もやしは必ず加熱して食べます。生で食べる作り方は家庭では勧められません。
ぬめりを防ぐ三つの手
ぬめりの原因はほぼ水の残りです。すすいだあとに容器の底へ水がたまらない置き方にする、これだけで大半は防げます。ざるに載せる、瓶を斜めに立てる、水切り穴を大きくするなど工夫します。
次に効くのが、すすぎの回数を守ることです。忙しい日でも朝と夜の二回は空けません。三つ目が温度で、夏に涼しい場所を選ぶだけで、ぬめりが出る頻度がはっきり下がります。
| 原因 | 起きること | 防ぎ方 |
|---|---|---|
| 底に水がたまる | そこから白くぬめる | 傾けて置くかざるに載せる |
| すすぎ不足 | 全体がぬめる | 朝と夜の2回を守る |
| 高温 | 一日でぬめって傷む | 夏は涼しい場所に移す |
| 入れすぎ | 内側が蒸れる | 容器の1割までにする |
緑色と苦みは光と伸ばしすぎ
先端が緑色になるのは光が入っているからで、雑菌とは関係ありません。食べても問題はありませんが、苦みが出て食感も固くなります。容器を包み直すか、置き場所を暗い戸棚に変えます。

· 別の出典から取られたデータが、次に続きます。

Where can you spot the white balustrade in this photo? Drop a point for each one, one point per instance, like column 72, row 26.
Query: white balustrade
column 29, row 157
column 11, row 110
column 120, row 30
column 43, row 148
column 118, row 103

根が細かく枝分かれし、味に苦みが出るのは伸ばしすぎです。日数ではなく長さで判断し、五センチから八センチのころに収穫します。伸ばせば量が増えるように思えますが、味は落ちていきます。
- 隙間からの光を探す
- 戸棚の扉の隙間や段ボールの折り目から光が入っていないかを昼間に確かめます。意外な場所から入ります。
- 容器を布で包む
- 透明な容器は布やアルミホイルで外側を包みます。これだけで緑色になる失敗はほぼなくなります。
- 長さで収穫を決める
- 五センチから八センチになったら収穫します。根が枝分かれし始めたら、それ以上待ちません。
発芽がそろわないとき
半分ほどしか芽が出ない、いつまでも固い豆が残るという場合は、豆が古いか、水温が低いことが原因です。乾燥豆は時間がたつと発芽する力を失うので、袋の日付を見て新しいものを選びます。
残った固い豆は取り除きます。そのままにすると腐ってぬめりのもとになります。収穫のときにまとめて取り除けばよいので、途中で神経質になる必要はありません。
| 症状 | 考えられる原因 | 手当て |
|---|---|---|
| 半分しか発芽しない | 豆が古い | 新しい袋の豆に替える |
| 発芽が遅くそろわない | 水温が低い | 20度以上の場所へ移す |
| 固い豆が残る | もともと発芽しない豆 | 収穫時に取り除く |
| 豆だけふくらんで伸びない | 浸水後に乾かした | すすぎの回数を守る |
保存中に傷むときの原因
収穫したもやしは日持ちしません。水気が残ったまま袋に入れると、冷蔵庫でも二日でぬめります。収穫後に水気をよく切り、保存容器に少量の水を張って浸ける方法だと三日ほど持ちます。
傷み始めると、透明感がなくなって茶色っぽくなり、袋の中に水がたまります。この状態になったら食べずに処分します。作った日を袋に書いておくと、判断に迷いません。
| 状態 | 原因 | 判断 |
|---|---|---|
| 茶色っぽく透明感がない | 傷み始め | 食べずに処分する |
| 袋に水がたまる | 水気を切らずに保存した | 処分し、次は水気をよく切る |
| ぬめりと匂い | 傷んでいる | 処分する |
| 少ししんなり | 水分が抜けただけ | 冷水に浸けると戻る |
作った日を書いた紙を袋に入れておくと、いつまで食べてよいかの判断が楽になります。三日を目安にします。